Lo sposalizio perfetto del Barolo avviene con gli arrosti di carne rossa, la selvaggina, i paté di fegato e certi piatti della cucina locale come il brasato, lo stracotto, il risotto al Barolo. È perfettamente inutile consigliare ad un buongustaio di farsi una ben dosata bevuta di Barolo. Lui questo vino lo conosce già a fondo. Ma è bene consigliarlo invece a certi malati e soprattutto a coloro che sono in convalescenza. È stato infatti scritto: “il Barolo, come vino di regime, ha le sue migliori applicazioni in quel particolare stato fisiopatologico che è la convalescenza: i suoi prodotti di ossidoriduzione assumono nel metabolismo umano il significato di metaboliti di alta dignità biologica, con un potenziale di ossidoriduzione più basso dello stesso acido ascorbico”. Sono parole difficili, adatte ai medici più che alle persone comuni, ma che si possono facilmente riassumere con una frase: “Il Barolo ti tira su”.

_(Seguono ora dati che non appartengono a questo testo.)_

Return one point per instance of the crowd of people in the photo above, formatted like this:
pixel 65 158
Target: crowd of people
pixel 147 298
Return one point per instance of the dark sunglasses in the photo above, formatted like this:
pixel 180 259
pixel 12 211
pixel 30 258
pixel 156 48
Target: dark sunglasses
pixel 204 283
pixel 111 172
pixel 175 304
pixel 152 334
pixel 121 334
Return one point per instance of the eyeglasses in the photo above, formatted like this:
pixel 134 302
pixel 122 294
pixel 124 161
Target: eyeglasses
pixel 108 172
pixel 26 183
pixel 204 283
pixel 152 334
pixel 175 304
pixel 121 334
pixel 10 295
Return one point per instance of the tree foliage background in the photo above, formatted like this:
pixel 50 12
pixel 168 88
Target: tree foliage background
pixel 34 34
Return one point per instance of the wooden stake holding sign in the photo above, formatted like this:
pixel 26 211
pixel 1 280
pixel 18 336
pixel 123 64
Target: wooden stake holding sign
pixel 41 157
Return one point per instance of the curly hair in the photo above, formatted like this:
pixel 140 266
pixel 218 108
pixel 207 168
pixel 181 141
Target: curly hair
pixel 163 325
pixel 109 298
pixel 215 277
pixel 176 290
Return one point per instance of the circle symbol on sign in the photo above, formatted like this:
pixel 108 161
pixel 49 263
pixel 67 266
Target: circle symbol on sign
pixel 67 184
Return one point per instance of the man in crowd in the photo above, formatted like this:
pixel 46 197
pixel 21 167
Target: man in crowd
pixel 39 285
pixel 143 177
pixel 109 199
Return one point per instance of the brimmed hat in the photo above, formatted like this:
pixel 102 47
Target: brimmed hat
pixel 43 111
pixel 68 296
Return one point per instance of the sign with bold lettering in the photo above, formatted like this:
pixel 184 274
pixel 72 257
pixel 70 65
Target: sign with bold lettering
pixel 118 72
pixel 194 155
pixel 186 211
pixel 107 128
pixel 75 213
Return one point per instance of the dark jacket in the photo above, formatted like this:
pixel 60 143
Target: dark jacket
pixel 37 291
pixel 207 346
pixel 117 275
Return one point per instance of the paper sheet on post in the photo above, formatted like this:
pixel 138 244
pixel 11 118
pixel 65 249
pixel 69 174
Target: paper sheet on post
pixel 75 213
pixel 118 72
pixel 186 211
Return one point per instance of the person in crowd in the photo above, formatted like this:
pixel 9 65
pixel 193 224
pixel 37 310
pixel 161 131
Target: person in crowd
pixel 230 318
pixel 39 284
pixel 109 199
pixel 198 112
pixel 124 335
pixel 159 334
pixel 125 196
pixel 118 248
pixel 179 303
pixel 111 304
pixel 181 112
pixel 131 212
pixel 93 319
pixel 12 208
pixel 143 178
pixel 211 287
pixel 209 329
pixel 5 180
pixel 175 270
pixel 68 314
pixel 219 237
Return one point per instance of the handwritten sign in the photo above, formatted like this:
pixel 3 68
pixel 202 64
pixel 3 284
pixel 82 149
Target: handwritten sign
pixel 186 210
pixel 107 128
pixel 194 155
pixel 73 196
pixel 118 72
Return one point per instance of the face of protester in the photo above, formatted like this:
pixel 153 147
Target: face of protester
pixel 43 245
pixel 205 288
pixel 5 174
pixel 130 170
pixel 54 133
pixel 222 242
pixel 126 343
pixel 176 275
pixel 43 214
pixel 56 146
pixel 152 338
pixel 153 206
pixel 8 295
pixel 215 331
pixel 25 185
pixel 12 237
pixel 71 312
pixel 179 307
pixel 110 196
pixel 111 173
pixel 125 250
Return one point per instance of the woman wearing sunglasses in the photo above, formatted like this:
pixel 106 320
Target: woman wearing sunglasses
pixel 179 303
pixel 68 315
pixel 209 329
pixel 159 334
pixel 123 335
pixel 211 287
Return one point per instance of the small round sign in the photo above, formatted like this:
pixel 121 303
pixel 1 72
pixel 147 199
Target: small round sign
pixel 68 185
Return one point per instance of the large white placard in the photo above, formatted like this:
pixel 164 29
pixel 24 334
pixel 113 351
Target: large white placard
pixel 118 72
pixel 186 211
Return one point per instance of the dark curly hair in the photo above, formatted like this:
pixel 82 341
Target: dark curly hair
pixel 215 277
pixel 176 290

Un rimedio per chi è convalescente

Oggi purtroppo, un poco per la fretta del medico un poco per quella del paziente che vuol rimettersi in quattro e quattr’otto, si ricorre solo ai ricostituenti farmaceutici ma, secondo noi si commette un grande sbaglio. Una buona bottiglia di questo vino inoltre non è che debba essere consumata d’un fiato. Può essere aperta e dopo averne bevuto una piccola quantità, rinchiusa di nuovo infinite volte. Si conserva benissimo, anzi, nei vecchi tempi il fondo di bottiglia “il culattone” come si diceva, veniva proprio messo da parte per il giorno dopo e offerto al miglior amico. Insomma può benissimo servire al convalescente che ne deve bere un bicchiere per sera. Del Barolo una limpida e meritata descrizione da Paolo Monelli nel suo “Ghiottone errante”: “E’ il più grande vino del mondo. Ha il colore delle foglie autunnali, il fiato fresco della primavera, diffonde nelle vene un calore d’estate. Dà prima di tutto un godimento all’occhio, poi viene il gusto, quel suo modo suadente e pur energico di prendere possesso del palato, con saporosa pienezza, con asciutto vigore. È onestissimo: non dà alle gambe, non dà alla testa, prepara un sonno calmo e senza sogni. La mattina dopo vi svegliate chiedendo al mondo una battaglia da vincere…”.

Guglielmo Solci

Il Barolo… nel 1982

Prodotto con uve Nebbiolo e delle sottovarietà Michet, Lampia e Rosè. Produzione massima per ettaro 80 qli. Resa massima dell’uva 70%. Si presenta con un colore rosso granata con riflessi aranciati. Ha un odore caratteristico, etereo, gradevole, intenso e un sapore asciutto, pieno, robusto, austero ma vellutato e armonico. La gradazione minima al consumo è di 13 gradi. Questo vino deve essere sottoposto ad invecchiamento di almeno tre anni, di cui almeno due botti in legno. Se l’invecchiamento è superiore ai quattro anni è consentita la dizione Riserva. Se è superiore ai cinque anni è consentita la dizione Riserva Speciale. È un classico vino da arrosti, brasati, fegato d’oca, cacciagione, formaggi cotti a pasta dura. Temperatura di degustazione 20°. Produzione annua 36.000 ettolitri circa. È prodotto in 13 comuni collinari della provincia di Cuneo: Barolo, La Morra, Verduno, Novello, Castiglione Falletto, Monforte, Perno, Castelletto Monforte, Roddi, Serralunga, Chierasco, Diano d’Alba, Grinzane Cavour. Vino Doc. Ha ottenuto da parte del Comitato Nazionale per le Denominazioni d’origine il parere favorevole alla origine controllata e garantita.